The most common serious adverse events in irinotecan liposome recipients (occuring in ≥ 2%) were diarrhea, vomiting, neutropenic fever or neutropenic sepsis, nausea, pyrexia, sepsis, dehydration, septic shock, pneumonia, acute renal failure, and thrombocytopenia. Adverse events led to irinotecan liposome dose reduction in 33% (most commonly due to neutropenia, diarrhea, nausea, and anemia), dose interruption or delay in 62% (most commonly due to neutropenia, diarrhea, fatigue, vomiting, and thrombocytopenia), and discontinuation in 11% of patients (most commonly due to diarrhea, vomiting, and sepsis).
Irinotecan liposome carries boxed warnings for severe neutropenia, including fatal neutropenic sepsis, and severe diarrhea. It should not be administered to patients with bowel obstruction.
Blood cell counts should be monitored during treatment. Irinotecan liposome also carries warnings/precautions for interstitial lung disease, including fatal cases, severe hypersensitivity reactions, and embryofetal toxicity.
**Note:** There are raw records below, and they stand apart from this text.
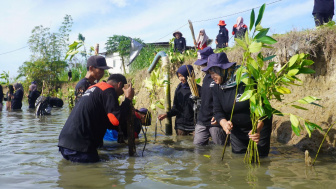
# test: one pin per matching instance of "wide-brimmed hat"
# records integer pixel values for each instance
(219, 60)
(148, 117)
(202, 56)
(185, 70)
(176, 33)
(221, 23)
(97, 62)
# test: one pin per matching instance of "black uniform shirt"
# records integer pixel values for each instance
(179, 44)
(81, 87)
(97, 110)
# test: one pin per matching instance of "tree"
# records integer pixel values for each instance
(48, 51)
(120, 44)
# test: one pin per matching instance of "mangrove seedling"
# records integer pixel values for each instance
(264, 85)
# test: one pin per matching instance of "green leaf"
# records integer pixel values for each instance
(252, 19)
(255, 47)
(260, 111)
(241, 43)
(299, 107)
(312, 126)
(159, 105)
(253, 71)
(293, 72)
(308, 100)
(246, 95)
(308, 130)
(269, 58)
(283, 90)
(293, 60)
(294, 120)
(260, 15)
(296, 130)
(263, 32)
(307, 63)
(306, 71)
(267, 40)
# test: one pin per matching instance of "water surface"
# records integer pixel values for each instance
(30, 159)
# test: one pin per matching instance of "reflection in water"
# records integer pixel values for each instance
(30, 159)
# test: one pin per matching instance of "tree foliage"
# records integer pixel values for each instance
(48, 50)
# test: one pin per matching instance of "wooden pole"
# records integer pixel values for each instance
(192, 33)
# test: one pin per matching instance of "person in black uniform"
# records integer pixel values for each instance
(70, 75)
(183, 104)
(179, 42)
(17, 97)
(207, 126)
(33, 95)
(222, 38)
(224, 94)
(323, 11)
(95, 71)
(97, 110)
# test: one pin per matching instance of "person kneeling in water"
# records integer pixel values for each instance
(142, 117)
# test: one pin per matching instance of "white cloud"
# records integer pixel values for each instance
(119, 3)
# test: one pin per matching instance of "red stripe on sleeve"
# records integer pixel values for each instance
(113, 119)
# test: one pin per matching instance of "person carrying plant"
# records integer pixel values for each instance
(183, 103)
(323, 11)
(239, 29)
(207, 126)
(142, 117)
(9, 95)
(179, 42)
(33, 94)
(222, 38)
(96, 65)
(16, 102)
(202, 40)
(97, 110)
(224, 94)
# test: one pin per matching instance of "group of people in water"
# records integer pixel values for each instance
(15, 95)
(202, 41)
(98, 115)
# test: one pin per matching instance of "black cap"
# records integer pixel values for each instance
(218, 60)
(97, 62)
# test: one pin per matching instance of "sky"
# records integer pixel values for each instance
(149, 20)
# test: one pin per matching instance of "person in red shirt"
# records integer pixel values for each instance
(202, 39)
(239, 29)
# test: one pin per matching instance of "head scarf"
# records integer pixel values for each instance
(18, 86)
(240, 22)
(32, 87)
(228, 75)
(186, 71)
(202, 38)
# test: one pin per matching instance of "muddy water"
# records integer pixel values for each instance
(30, 159)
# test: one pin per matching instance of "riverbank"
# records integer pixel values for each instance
(320, 45)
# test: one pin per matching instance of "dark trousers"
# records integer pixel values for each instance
(80, 157)
(320, 19)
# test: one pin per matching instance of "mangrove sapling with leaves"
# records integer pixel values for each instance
(263, 84)
(153, 84)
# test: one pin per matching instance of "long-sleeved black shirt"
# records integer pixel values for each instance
(17, 99)
(183, 109)
(205, 113)
(222, 38)
(179, 44)
(33, 95)
(97, 110)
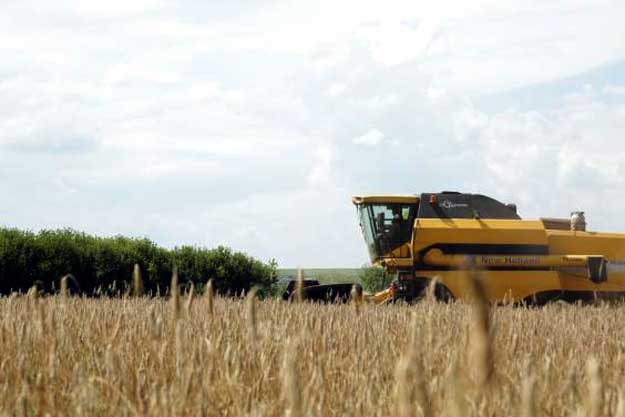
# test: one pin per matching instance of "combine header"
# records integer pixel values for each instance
(450, 235)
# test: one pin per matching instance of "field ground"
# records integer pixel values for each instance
(147, 357)
(325, 275)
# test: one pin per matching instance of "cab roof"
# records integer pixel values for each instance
(382, 199)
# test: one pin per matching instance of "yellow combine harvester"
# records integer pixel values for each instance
(450, 235)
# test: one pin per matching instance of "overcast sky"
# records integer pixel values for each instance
(252, 123)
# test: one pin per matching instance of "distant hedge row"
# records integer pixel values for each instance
(105, 265)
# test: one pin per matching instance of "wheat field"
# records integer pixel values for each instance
(63, 356)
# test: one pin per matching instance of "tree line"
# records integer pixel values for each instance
(104, 265)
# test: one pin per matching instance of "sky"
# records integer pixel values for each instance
(252, 123)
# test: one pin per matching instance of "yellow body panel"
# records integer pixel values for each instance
(430, 232)
(519, 284)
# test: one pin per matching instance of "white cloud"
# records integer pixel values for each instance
(226, 122)
(372, 138)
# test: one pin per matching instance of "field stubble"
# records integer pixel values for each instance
(224, 357)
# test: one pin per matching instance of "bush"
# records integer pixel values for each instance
(106, 264)
(374, 278)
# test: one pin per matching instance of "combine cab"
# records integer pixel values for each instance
(450, 235)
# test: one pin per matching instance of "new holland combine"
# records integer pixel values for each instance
(453, 236)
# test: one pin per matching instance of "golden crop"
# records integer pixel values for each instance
(63, 356)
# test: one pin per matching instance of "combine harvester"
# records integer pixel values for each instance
(450, 235)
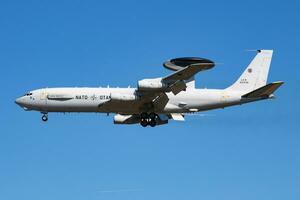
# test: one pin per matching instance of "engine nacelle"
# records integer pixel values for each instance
(123, 97)
(151, 84)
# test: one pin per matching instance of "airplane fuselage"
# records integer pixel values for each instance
(91, 99)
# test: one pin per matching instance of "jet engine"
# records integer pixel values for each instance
(123, 97)
(151, 84)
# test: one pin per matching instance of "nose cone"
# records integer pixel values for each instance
(19, 101)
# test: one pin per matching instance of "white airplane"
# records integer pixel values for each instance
(157, 100)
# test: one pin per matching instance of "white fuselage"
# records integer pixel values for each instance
(91, 99)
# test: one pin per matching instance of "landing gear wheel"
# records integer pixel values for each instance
(144, 116)
(152, 122)
(152, 116)
(45, 118)
(144, 123)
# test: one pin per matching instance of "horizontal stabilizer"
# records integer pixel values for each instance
(264, 92)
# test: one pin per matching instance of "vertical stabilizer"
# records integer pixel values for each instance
(256, 74)
(190, 84)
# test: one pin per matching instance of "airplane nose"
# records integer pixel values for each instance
(19, 101)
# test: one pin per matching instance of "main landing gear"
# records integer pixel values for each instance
(45, 117)
(149, 119)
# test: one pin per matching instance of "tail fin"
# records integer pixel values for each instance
(256, 74)
(190, 84)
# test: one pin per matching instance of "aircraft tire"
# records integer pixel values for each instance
(152, 122)
(144, 123)
(45, 118)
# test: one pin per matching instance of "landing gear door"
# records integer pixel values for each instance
(43, 96)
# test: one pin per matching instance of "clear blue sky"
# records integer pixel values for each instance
(246, 152)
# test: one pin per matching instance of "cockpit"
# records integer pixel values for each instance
(28, 94)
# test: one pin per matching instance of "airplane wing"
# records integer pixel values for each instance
(151, 93)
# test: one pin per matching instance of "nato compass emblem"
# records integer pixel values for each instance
(93, 97)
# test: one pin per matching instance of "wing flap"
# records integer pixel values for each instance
(177, 116)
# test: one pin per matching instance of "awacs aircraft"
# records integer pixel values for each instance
(155, 101)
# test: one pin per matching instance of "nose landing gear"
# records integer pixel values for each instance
(148, 119)
(45, 117)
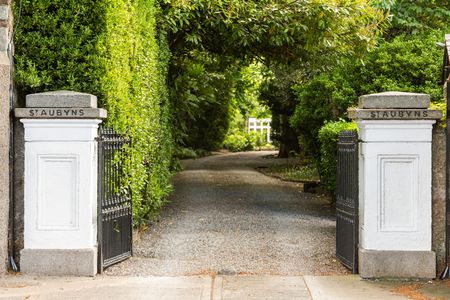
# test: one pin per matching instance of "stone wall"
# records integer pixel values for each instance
(5, 100)
(438, 189)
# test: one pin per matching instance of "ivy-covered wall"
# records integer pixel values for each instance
(109, 48)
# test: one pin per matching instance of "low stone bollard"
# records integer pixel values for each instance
(60, 234)
(395, 185)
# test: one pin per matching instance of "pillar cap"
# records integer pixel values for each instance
(61, 105)
(394, 100)
(61, 99)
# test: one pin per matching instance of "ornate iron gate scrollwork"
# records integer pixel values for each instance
(114, 201)
(347, 196)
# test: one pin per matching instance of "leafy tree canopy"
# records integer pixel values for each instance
(281, 30)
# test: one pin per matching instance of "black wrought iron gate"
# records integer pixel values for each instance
(114, 201)
(347, 194)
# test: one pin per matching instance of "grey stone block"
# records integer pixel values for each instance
(61, 113)
(4, 12)
(394, 100)
(61, 99)
(397, 264)
(78, 262)
(394, 114)
(4, 38)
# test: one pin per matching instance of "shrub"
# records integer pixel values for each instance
(328, 138)
(109, 48)
(405, 63)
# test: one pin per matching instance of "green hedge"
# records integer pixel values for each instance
(328, 138)
(109, 48)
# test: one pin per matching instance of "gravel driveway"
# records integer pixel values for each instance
(227, 218)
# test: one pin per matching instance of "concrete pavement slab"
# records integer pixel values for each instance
(101, 287)
(347, 287)
(263, 287)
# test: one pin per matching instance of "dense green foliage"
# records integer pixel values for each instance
(406, 59)
(110, 49)
(212, 40)
(406, 63)
(328, 138)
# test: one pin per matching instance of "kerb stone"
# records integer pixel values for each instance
(61, 99)
(397, 264)
(394, 100)
(82, 262)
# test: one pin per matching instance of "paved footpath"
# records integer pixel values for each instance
(208, 288)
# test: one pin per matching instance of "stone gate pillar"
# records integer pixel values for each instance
(60, 234)
(395, 185)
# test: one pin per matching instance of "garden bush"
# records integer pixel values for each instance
(109, 48)
(328, 138)
(405, 63)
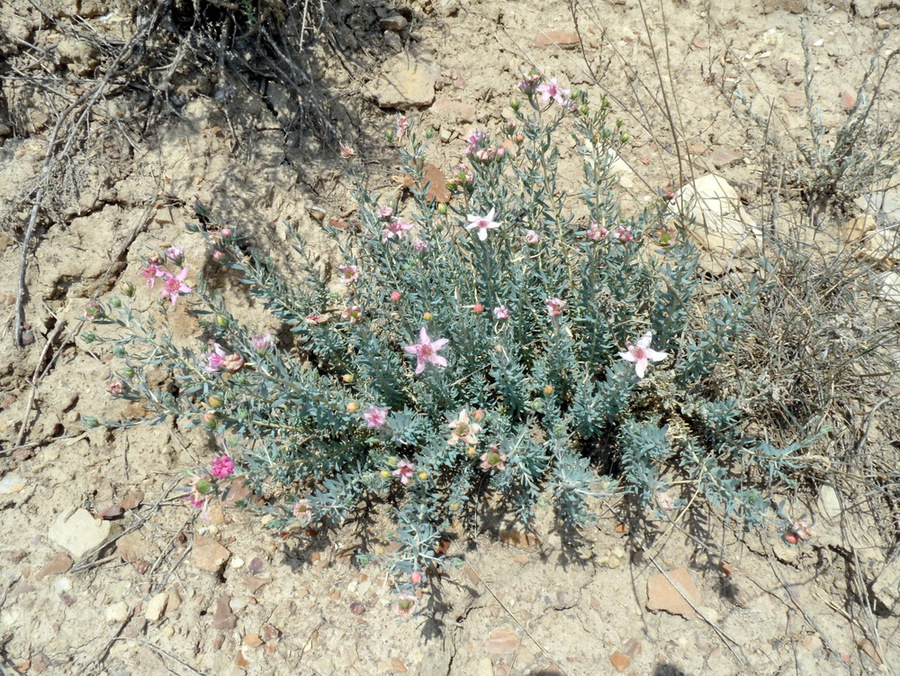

It is contraindicated in patients with severe hypersensitivity reaction to irinotecan liposome or irinotecan hydrochloride. Women should not breastfeed during irinotecan liposome treatment. ■
1. U.S. Food and Drug Administration: Irinotecan liposome injection. Available at www.fda.gov/Drugs/InformationOnDrugs/ApprovedDrugs/ucm468728.htm. Accessed November 4, 2015.
2. Onivyde (irinotecan liposome injection) for IV use prescribing information, Merrimack Pharmaceuticals, Inc, October 2015. Available at www.accessdata.fda.gov/drugsatfda_docs/label/2015/207793lbl.pdf. Accessed November 4, 2015.